For enterprises relying on NoSQL databases as their core data infrastructure, the ability to query them using natural language remains underdeveloped. A new research paper from arXiv presents TEND (Text-to-NoSQL Dataset) and SAG (Schema-as-Data Grounding), aiming to bridge this gap for MongoDB aggregation pipelines over schema-less document stores.
According to the paper, correct query generation must recover how a non-relational data model represents entities, nested paths, arrays, missing fields, and dynamic keys. This challenge is more complex than traditional SQL querying because NoSQL databases like MongoDB store data without a fixed schema.
The Challenge of Schema-less Document Stores
NoSQL databases are widely used for their flexibility, but natural-language access to them remains underdeveloped. The authors, including Lu, Jinwei, Jiawei, Zhang, Chen, Qin, Zhiqian, Haodi, Song, Yuanfeng, Wong, and Raymond Chi-Wing, note that translating natural language requests into executable NoSQL queries requires understanding how entities and relationships are encoded in non-relational models. For example, a query must handle nested arrays, optional and sparse paths, and polymorphic shapes—features not present in relational databases.
TEND: An Execution-Verified Benchmark
The paper presents TEND, an execution-verified benchmark with 1,210 MongoDB-native tasks across 11 databases. To the authors' knowledge, TEND is the first Text-to-NoSQL benchmark whose database worlds are MongoDB-native by design. Experts manually defined collection boundaries, nested arrays, optional and sparse paths, polymorphic shapes, and dynamic-key conventions. The worlds are populated with real data and verified through frozen MongoDB execution.
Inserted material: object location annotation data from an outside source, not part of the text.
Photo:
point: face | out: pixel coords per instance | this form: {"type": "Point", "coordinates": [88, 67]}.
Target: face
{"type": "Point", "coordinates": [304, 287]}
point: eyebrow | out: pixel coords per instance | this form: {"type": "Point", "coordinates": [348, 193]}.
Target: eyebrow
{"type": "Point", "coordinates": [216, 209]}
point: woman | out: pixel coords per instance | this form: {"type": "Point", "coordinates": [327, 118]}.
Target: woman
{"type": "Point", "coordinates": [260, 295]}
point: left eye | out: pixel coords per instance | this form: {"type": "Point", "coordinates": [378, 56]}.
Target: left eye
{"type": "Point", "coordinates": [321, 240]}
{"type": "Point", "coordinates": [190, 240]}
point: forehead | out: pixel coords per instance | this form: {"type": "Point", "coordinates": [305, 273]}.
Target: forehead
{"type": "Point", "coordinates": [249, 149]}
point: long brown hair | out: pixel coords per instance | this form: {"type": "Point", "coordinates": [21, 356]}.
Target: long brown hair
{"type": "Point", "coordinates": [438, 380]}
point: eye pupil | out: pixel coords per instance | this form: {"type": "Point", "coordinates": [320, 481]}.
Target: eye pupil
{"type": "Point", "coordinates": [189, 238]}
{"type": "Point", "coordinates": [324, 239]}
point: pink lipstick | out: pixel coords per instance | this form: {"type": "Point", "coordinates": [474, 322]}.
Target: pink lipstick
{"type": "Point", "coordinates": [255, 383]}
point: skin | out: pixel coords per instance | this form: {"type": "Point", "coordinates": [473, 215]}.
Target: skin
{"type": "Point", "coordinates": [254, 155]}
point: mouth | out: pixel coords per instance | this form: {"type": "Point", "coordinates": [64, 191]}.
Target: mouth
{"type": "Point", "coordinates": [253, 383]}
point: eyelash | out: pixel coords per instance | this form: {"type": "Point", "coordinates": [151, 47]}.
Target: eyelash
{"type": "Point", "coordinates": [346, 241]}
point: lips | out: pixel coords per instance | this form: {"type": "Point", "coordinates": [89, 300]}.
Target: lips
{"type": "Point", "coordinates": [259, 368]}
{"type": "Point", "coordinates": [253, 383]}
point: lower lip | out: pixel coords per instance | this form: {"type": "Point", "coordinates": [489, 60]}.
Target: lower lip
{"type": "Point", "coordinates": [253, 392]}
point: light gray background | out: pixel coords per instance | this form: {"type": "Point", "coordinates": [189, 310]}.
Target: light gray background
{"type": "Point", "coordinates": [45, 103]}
This ensures that TEND evaluates schema-less document reasoning rather than SQL-to-MQL transfer.
SAG: Schema-as-Data Grounding Solver
The authors further introduce SAG, a Schema-as-Data Grounding solver. SAG induces path and value grounding from stored-document evidence before bounded MQL generation, followed by execution-grounded repair and result-consistency selection. Evaluation uses bounded column-tolerant execution accuracy (EXC) as the headline metric, complemented by a graded result-set F1 and a mutually exclusive execution-outcome decomposition.
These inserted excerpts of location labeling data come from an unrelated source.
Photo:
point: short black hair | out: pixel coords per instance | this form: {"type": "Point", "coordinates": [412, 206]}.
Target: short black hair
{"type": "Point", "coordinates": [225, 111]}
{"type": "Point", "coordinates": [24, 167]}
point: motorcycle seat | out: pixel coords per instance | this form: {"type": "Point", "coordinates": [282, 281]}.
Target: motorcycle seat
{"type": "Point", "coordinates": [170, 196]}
Implications for AI-Powered Data Access
Experiments demonstrate that large language models (LLMs) with strong NL2SQL performance degrade substantially on TEND, validating Text-to-NoSQL as a distinct schema-less document reasoning problem. This finding highlights the need for specialized approaches when applying natural language interfaces to NoSQL databases. For enterprises, this research points to a future where complex querying of diverse data stores becomes more accessible, but significant work remains to match the maturity of SQL-based solutions.
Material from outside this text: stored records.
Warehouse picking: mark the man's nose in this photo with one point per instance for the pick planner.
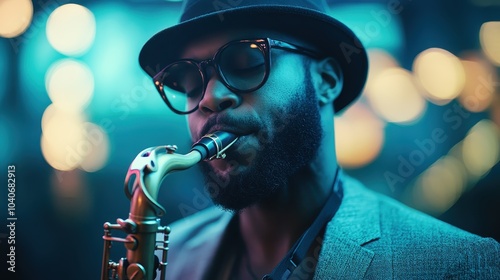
(218, 97)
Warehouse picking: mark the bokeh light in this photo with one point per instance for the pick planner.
(479, 86)
(440, 186)
(440, 73)
(71, 29)
(359, 136)
(395, 97)
(15, 17)
(98, 147)
(489, 36)
(69, 141)
(62, 135)
(481, 148)
(70, 84)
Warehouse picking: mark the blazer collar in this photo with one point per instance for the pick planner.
(356, 223)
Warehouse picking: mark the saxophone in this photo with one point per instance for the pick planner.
(142, 185)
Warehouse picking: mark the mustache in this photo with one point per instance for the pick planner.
(237, 125)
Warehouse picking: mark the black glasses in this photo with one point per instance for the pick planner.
(243, 66)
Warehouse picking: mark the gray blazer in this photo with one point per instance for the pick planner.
(370, 237)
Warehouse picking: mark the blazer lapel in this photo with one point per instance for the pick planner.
(355, 224)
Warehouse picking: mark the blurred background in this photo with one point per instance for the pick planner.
(76, 109)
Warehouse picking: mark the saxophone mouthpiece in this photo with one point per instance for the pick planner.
(214, 145)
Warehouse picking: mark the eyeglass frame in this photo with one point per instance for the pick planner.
(265, 45)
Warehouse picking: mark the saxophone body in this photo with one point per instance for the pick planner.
(142, 184)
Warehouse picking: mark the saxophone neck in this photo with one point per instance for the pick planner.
(149, 168)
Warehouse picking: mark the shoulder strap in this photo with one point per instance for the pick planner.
(299, 250)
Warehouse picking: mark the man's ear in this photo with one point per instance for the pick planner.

| Aspect | NL2SQL (Relational) | Text-to-NoSQL (Document) |
|---|---|---|
| Schema | Fixed, known schema | Schema-less, dynamic keys |
| Data model | Tables and joins | Nested arrays, optional paths |
| Query generation | Mature benchmarks | First benchmark (TEND) |
| LLM performance | Strong | Substantially degrades |
The paper is available on arXiv and represents a foundational step for enabling natural language querying of NoSQL systems, a critical capability for data-driven enterprises managing diverse and flexible data architectures.